Along with the progress of the social activity led by a flood of information, magneto-optical memory devices suitable for erasing and rewriting of information records using a laser beam are high-lighted in recent years. A magneto-optical recording medium generally has a laminar structure, formed in turn on a transparent substrate plate, composed of a first dielectric layer, a magnetic recording layer, a second dielectric layer and a metallic reflecting layer. Conventionally, the magnetic recording layer is formed from an amorphous alloy of a rare earth metal, e.g., terbium, and a transition metal, e.g., iron and cobalt. These conventional rare earth-based amorphous alloys, however, are not quite satisfactory because the Kerr rotation angle thereof is generally not large enough so that the C/N ratio of recording cannot be sufficiently high.
Accordingly, it is a usual practice that a layer of a dielectric material such as silicon monoxide SiO, silicon nitride SiN, aluminum nitride AlN and the like is formed on the surface of the amorphous magnetic recording layer and the thickness of the dielectric layer is controlled to be .lambda./4 n, in which .lambda. is the wavelength of the laser beam and n is the refractive index of the dielectric material, so as to apparently increase the effective Kerr rotation angle.
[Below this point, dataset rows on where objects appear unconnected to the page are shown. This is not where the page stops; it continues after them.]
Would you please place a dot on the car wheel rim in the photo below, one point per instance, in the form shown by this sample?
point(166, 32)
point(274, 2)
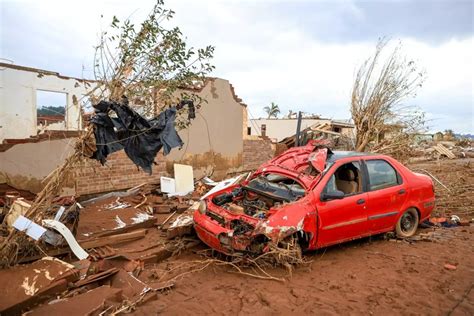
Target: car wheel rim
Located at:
point(407, 222)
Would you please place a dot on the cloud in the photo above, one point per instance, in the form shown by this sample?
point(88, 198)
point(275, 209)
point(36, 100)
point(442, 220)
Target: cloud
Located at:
point(299, 54)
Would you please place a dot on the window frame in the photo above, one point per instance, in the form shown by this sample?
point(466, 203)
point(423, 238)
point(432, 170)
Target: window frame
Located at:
point(336, 166)
point(367, 176)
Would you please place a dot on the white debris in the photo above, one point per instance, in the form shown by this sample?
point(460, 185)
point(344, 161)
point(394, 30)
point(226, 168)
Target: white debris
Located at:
point(141, 217)
point(182, 220)
point(120, 223)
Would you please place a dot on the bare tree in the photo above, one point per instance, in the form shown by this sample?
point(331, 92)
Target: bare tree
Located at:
point(150, 63)
point(383, 122)
point(273, 110)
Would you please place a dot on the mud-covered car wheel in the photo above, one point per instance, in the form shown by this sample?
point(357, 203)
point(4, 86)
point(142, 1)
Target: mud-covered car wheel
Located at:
point(292, 247)
point(407, 223)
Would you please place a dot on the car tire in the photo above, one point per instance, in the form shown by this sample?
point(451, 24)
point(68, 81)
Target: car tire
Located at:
point(407, 223)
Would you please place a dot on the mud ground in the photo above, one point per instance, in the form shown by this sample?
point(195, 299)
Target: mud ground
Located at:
point(369, 276)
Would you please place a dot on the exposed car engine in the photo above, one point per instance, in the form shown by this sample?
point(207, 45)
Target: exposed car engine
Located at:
point(260, 195)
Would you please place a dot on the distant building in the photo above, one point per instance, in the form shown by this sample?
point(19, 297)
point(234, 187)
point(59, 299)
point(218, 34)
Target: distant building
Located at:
point(279, 128)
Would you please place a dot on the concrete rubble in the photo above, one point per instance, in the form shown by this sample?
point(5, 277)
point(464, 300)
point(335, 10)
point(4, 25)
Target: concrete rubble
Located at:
point(94, 264)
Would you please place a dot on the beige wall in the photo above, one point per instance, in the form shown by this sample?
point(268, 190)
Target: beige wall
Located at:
point(18, 86)
point(24, 165)
point(214, 141)
point(277, 129)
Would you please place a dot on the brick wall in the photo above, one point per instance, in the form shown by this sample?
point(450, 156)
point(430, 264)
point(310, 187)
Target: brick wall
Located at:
point(118, 173)
point(256, 152)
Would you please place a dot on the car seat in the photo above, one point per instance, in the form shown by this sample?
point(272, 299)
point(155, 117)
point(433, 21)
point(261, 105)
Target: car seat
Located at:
point(345, 181)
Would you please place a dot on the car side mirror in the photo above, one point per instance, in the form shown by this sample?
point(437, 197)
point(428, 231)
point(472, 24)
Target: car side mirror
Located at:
point(333, 195)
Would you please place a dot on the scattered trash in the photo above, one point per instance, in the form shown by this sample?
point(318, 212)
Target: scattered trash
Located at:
point(30, 228)
point(451, 267)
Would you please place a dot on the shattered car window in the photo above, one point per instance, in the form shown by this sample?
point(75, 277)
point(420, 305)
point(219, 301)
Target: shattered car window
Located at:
point(278, 186)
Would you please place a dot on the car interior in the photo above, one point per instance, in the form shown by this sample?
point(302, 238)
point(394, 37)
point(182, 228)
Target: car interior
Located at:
point(347, 178)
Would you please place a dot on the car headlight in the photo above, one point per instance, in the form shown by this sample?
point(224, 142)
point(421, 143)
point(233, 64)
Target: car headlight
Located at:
point(202, 207)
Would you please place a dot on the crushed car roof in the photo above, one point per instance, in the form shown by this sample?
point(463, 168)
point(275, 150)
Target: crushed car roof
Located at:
point(340, 154)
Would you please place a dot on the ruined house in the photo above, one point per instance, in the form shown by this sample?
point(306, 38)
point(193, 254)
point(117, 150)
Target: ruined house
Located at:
point(32, 144)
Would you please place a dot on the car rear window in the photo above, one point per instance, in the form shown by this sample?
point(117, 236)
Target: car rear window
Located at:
point(381, 174)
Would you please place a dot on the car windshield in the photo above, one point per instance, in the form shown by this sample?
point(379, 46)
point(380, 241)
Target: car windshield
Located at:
point(278, 186)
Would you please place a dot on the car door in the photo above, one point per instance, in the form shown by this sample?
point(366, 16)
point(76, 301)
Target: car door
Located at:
point(341, 219)
point(387, 193)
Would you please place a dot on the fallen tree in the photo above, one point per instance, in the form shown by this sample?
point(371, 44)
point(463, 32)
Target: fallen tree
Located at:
point(383, 122)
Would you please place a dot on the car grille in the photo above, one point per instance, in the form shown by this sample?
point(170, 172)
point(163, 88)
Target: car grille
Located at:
point(216, 217)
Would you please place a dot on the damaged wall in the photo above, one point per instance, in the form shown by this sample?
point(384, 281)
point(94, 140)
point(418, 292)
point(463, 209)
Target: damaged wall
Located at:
point(118, 173)
point(280, 128)
point(213, 144)
point(257, 151)
point(23, 166)
point(18, 99)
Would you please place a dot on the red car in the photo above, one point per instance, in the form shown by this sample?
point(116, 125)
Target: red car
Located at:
point(319, 197)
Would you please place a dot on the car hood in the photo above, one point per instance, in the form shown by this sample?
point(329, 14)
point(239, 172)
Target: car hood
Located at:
point(306, 163)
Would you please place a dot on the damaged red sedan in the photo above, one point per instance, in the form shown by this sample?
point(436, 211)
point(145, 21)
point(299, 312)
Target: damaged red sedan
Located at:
point(318, 198)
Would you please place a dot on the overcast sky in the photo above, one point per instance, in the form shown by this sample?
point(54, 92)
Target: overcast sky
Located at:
point(300, 54)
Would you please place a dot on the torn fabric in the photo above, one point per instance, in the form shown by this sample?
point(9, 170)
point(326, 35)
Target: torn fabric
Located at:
point(141, 138)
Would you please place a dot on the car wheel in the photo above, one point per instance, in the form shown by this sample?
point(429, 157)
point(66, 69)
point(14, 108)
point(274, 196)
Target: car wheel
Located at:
point(407, 224)
point(292, 247)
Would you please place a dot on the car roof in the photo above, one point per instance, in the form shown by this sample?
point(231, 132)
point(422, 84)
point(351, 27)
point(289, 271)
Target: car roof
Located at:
point(340, 154)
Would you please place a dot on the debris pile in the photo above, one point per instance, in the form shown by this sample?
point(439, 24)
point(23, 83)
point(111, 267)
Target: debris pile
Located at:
point(93, 251)
point(435, 150)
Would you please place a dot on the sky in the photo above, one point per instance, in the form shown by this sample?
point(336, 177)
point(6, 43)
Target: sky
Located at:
point(302, 55)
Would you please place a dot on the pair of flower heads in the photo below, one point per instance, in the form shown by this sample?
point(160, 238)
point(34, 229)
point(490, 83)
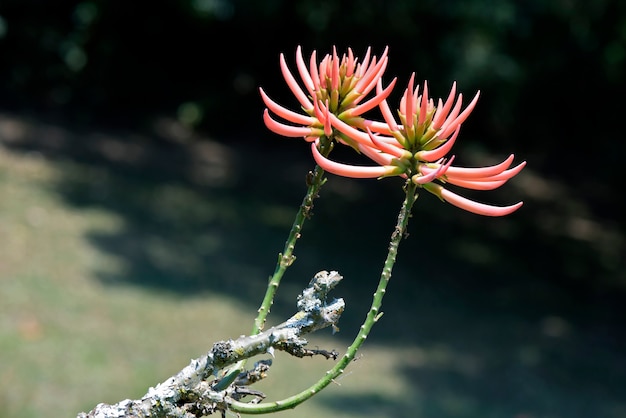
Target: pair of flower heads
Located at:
point(338, 92)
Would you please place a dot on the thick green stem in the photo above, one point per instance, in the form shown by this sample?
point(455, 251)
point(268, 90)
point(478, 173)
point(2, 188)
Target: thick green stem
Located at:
point(286, 258)
point(315, 180)
point(372, 317)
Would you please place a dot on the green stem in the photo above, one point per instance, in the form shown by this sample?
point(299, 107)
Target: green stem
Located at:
point(372, 317)
point(315, 180)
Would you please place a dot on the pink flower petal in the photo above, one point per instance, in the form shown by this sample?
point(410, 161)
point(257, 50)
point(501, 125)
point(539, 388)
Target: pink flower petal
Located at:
point(470, 205)
point(293, 85)
point(285, 113)
point(439, 152)
point(287, 130)
point(348, 170)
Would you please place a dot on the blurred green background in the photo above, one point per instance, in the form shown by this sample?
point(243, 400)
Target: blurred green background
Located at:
point(143, 203)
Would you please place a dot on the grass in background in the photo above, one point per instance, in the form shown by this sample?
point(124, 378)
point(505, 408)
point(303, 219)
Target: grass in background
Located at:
point(115, 271)
point(69, 341)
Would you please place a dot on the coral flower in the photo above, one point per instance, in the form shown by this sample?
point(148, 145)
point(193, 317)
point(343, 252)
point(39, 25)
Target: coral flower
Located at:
point(334, 86)
point(416, 148)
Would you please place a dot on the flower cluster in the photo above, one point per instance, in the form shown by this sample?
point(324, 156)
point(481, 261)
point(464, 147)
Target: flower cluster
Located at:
point(415, 147)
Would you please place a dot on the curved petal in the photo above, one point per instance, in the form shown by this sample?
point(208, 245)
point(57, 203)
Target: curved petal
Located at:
point(288, 130)
point(451, 126)
point(439, 152)
point(346, 170)
point(285, 113)
point(475, 173)
point(304, 72)
point(442, 110)
point(358, 136)
point(373, 102)
point(470, 205)
point(293, 85)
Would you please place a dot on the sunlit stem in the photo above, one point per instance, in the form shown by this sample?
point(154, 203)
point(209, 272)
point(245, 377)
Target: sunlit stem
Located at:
point(315, 181)
point(372, 317)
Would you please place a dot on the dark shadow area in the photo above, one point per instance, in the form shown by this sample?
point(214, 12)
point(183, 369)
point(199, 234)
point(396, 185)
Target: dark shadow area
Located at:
point(156, 109)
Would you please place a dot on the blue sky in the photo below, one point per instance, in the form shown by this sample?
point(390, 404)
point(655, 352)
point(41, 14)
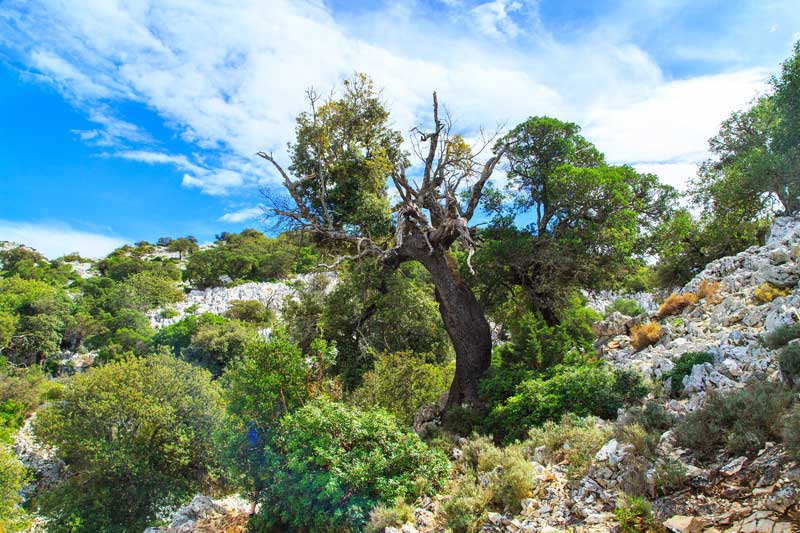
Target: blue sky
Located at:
point(123, 121)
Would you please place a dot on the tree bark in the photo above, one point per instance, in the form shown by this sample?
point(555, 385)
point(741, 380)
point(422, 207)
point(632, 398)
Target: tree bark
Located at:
point(466, 325)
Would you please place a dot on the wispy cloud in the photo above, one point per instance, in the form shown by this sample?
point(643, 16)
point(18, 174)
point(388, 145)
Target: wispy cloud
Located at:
point(242, 215)
point(239, 92)
point(57, 239)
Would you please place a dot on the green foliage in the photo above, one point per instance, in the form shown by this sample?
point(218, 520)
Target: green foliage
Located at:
point(32, 318)
point(508, 475)
point(683, 367)
point(268, 382)
point(215, 344)
point(249, 255)
point(756, 159)
point(789, 363)
point(625, 306)
point(251, 311)
point(12, 478)
point(573, 440)
point(334, 463)
point(357, 129)
point(590, 220)
point(402, 382)
point(782, 336)
point(178, 336)
point(137, 434)
point(635, 515)
point(383, 516)
point(582, 390)
point(741, 420)
point(126, 261)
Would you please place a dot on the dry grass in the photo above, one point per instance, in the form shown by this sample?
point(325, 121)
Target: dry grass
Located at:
point(675, 303)
point(643, 335)
point(768, 292)
point(708, 290)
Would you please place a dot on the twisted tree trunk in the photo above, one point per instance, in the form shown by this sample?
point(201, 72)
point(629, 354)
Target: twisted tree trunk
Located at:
point(467, 327)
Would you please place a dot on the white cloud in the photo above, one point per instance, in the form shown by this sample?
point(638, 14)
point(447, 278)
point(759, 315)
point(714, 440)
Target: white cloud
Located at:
point(246, 213)
point(494, 18)
point(239, 92)
point(57, 239)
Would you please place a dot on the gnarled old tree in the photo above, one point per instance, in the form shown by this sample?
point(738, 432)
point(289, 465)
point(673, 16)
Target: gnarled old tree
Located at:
point(342, 161)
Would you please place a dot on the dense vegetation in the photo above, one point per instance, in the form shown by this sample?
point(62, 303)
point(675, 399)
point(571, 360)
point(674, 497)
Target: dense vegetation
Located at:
point(306, 406)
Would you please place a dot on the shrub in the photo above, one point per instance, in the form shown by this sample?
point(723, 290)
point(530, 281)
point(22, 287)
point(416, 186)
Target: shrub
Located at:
point(12, 479)
point(708, 290)
point(216, 344)
point(584, 390)
point(670, 476)
point(509, 476)
point(573, 440)
point(333, 463)
point(683, 367)
point(138, 436)
point(789, 363)
point(626, 306)
point(741, 420)
point(782, 335)
point(675, 303)
point(402, 382)
point(463, 510)
point(644, 335)
point(251, 311)
point(383, 516)
point(767, 292)
point(635, 515)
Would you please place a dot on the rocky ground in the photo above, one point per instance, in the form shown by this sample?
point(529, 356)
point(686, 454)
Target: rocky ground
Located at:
point(217, 300)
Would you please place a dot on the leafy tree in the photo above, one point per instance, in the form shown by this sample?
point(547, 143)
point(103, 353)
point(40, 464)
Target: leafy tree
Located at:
point(402, 382)
point(12, 478)
point(137, 434)
point(344, 154)
point(334, 463)
point(755, 167)
point(590, 220)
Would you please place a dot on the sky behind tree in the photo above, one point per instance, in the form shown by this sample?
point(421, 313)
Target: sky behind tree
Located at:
point(125, 121)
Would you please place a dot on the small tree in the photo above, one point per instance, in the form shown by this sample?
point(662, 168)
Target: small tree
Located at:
point(344, 154)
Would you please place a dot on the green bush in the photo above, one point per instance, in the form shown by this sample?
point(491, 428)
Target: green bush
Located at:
point(789, 363)
point(683, 367)
point(215, 344)
point(584, 390)
point(741, 420)
point(508, 475)
point(651, 416)
point(137, 434)
point(251, 311)
point(626, 306)
point(572, 440)
point(402, 382)
point(383, 516)
point(333, 463)
point(635, 515)
point(12, 478)
point(463, 511)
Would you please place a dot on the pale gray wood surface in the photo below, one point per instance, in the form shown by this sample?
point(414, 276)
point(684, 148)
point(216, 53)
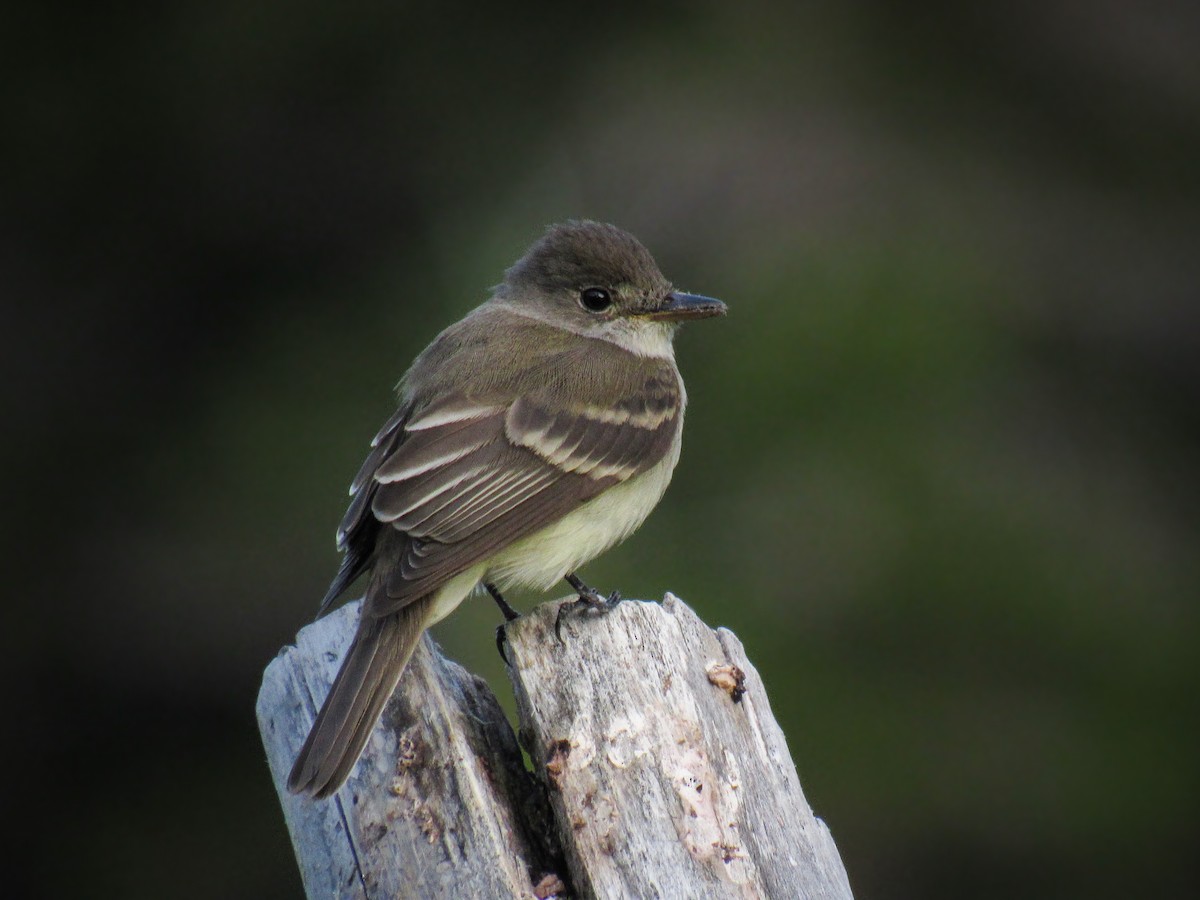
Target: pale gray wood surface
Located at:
point(439, 804)
point(666, 773)
point(661, 784)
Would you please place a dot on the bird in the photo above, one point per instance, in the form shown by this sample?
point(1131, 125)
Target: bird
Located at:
point(529, 437)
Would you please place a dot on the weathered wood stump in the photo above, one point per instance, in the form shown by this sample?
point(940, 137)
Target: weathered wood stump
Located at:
point(659, 771)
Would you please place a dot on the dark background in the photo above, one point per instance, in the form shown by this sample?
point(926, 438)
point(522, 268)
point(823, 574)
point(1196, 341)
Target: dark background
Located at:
point(941, 459)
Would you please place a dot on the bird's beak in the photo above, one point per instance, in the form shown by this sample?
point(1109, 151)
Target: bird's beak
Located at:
point(678, 306)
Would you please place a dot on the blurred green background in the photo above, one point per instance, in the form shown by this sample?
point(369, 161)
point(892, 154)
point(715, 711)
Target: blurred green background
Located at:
point(940, 468)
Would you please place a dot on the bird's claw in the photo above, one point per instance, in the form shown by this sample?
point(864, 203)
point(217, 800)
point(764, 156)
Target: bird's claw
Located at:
point(588, 600)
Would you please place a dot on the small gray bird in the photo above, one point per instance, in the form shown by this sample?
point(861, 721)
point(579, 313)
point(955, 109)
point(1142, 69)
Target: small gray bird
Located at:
point(531, 437)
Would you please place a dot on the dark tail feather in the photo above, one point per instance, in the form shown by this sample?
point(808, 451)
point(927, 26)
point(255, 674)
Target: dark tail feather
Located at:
point(372, 666)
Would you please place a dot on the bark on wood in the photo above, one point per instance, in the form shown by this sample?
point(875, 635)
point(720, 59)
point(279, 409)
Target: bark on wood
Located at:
point(439, 805)
point(649, 732)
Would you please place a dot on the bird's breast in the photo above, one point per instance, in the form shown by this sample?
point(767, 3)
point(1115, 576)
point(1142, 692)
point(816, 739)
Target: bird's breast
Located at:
point(541, 559)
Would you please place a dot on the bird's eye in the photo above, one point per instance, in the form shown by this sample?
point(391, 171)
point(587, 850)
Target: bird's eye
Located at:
point(595, 299)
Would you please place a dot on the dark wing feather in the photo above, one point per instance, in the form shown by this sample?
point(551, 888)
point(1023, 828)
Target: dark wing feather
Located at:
point(462, 480)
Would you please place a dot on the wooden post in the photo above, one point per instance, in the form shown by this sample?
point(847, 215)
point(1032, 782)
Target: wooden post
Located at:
point(659, 771)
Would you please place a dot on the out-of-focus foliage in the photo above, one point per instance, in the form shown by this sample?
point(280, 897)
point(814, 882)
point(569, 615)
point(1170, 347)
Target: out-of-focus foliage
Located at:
point(940, 471)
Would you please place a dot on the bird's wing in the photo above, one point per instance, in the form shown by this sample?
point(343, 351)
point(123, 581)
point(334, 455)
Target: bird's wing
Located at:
point(463, 479)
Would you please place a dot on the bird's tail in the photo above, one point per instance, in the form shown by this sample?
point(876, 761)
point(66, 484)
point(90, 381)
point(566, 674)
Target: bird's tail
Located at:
point(373, 664)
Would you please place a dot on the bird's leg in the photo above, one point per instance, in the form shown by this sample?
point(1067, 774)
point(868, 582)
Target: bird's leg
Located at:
point(589, 599)
point(509, 615)
point(509, 612)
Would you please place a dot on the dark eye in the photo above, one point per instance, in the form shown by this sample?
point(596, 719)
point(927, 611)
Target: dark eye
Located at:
point(595, 299)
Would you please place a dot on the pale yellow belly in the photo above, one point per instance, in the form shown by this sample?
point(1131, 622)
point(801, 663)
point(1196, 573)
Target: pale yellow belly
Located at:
point(543, 558)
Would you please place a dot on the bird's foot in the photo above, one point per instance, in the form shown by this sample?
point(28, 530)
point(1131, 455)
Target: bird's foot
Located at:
point(588, 599)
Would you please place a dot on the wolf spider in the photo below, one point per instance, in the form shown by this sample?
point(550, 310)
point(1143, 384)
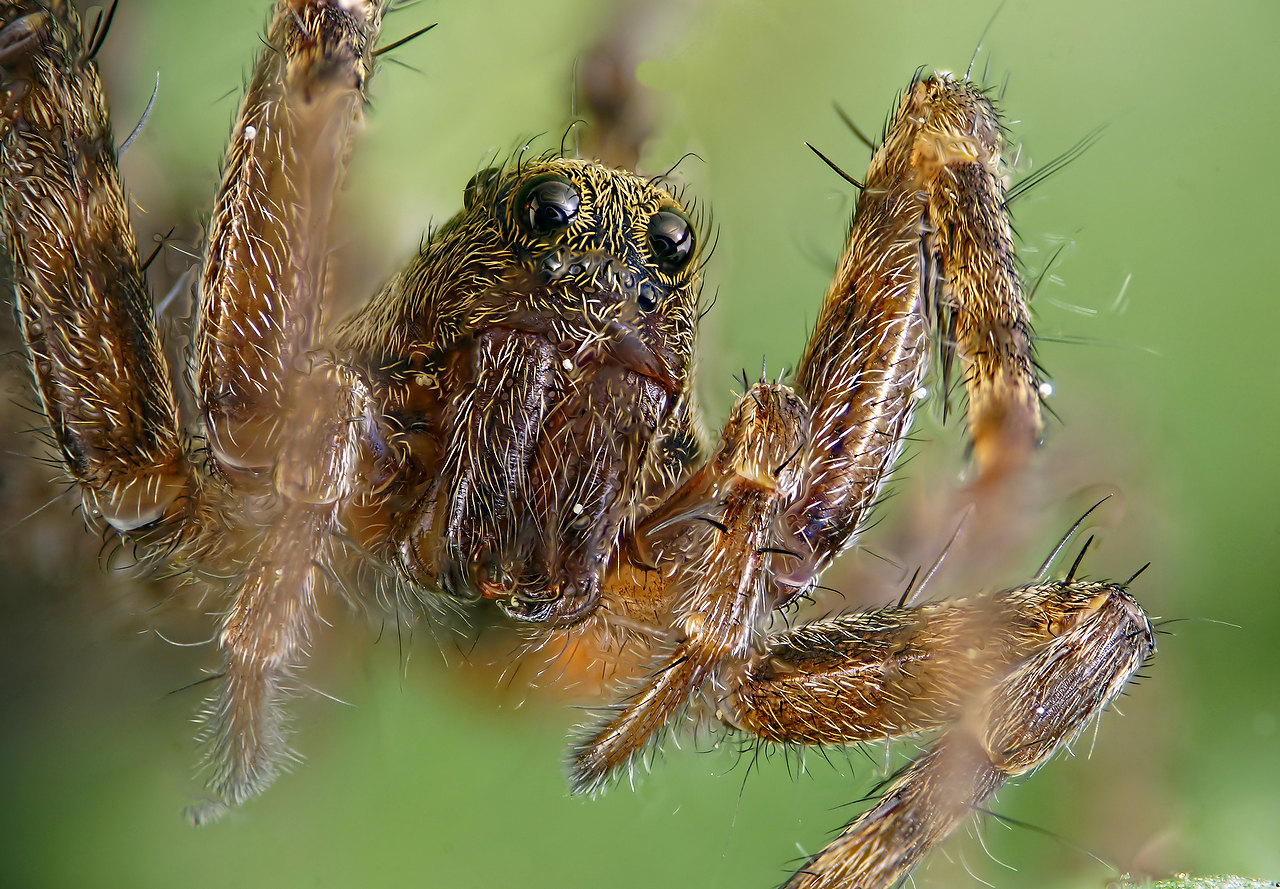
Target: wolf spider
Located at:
point(511, 418)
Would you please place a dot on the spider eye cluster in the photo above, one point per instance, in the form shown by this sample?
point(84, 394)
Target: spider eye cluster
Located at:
point(548, 205)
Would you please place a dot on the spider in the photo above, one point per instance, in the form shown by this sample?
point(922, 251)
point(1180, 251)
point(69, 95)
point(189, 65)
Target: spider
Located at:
point(511, 421)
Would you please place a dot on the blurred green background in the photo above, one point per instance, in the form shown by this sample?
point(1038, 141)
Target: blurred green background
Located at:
point(1159, 321)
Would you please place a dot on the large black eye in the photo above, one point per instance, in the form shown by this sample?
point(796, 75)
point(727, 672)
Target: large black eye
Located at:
point(671, 241)
point(548, 205)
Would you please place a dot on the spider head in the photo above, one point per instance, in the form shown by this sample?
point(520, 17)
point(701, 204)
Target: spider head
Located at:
point(599, 259)
point(556, 317)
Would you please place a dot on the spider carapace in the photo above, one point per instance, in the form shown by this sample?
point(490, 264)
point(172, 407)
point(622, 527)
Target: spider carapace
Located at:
point(512, 418)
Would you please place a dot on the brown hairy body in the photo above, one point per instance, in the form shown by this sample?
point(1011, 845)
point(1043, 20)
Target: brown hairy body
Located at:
point(512, 418)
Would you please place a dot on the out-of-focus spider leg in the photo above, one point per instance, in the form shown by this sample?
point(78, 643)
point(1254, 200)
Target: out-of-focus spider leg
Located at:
point(81, 296)
point(1011, 677)
point(929, 241)
point(284, 424)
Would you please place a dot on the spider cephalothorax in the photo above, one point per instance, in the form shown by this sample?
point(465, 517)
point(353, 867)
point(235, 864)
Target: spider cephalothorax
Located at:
point(538, 351)
point(512, 418)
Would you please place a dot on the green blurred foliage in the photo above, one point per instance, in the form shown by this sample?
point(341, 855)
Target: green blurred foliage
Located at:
point(1157, 319)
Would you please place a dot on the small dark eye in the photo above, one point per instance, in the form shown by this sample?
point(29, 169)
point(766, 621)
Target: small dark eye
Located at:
point(671, 241)
point(548, 205)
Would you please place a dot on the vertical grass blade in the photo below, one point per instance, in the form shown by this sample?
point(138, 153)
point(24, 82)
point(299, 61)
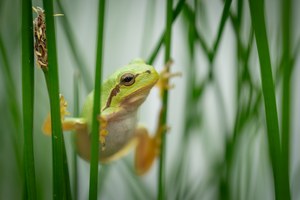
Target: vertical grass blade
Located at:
point(286, 94)
point(28, 97)
point(163, 120)
point(80, 64)
point(76, 83)
point(159, 43)
point(225, 14)
point(258, 22)
point(96, 108)
point(61, 185)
The improvement obtained by such a means relying on the so-called enhancement effect is still insufficient even by sandwiching the magnetic recording layer with two dielectric layers so that it is eagerly desired to develop a magneto-optical recording medium having a markedly enhanced effective Kerr rotation angle. In this regard, it is an essential requirement that the dielectric material has a refractive index and transparency as high as possible.
Another important problem in the conventional magneto-optical recording media is the relatively low stability of the magnetic properties of the recording layer thereof in the lapse of time, especially, at a high temperature and in a highly humid atmosphere. This disadvantage is presumably due to the high susceptibility of the rare earth metal as a constituent of the magnetic alloy to the attack of the atmospheric oxygen. In this regard, the dielectric layers formed on the magnetic recording layer should desirably serve as a protecting layer against air oxidation while conventional dielectric materials used in the dielectric layers are not always quite effective as a barrier against air oxidation. For example, a layer formed from silicon oxide SiO acts on the rare earth metal rather as an oxidizing agent to oxidize the metal. Other conventional dielectric materials such as silicon nitride and aluminum nitride are of course free from such a problem of oxidation against stability of the magnetic properties but they have another problem of poor mechanical properties to be liable to the formation of cracks in the course of deposition of the layer.
A proposal has been made by M. Asano, et al. in IEEE Trans. Magn., MAG-23, page 2620 (1987) for the use of boron nitride BN as a material of the dielectric layers of a magneto-optical recording medium. This material is indeed excellent in the performance as a dielectric material along with a high refractive index and transparency. Disadvantageously, however, the dielectric layer formed from boron nitride cannot be perfectly amorphous even when it is formed by the method of sputtering and has problems in respects of the homogeneity of the composition and smoothness of the surface along with the relatively low durability.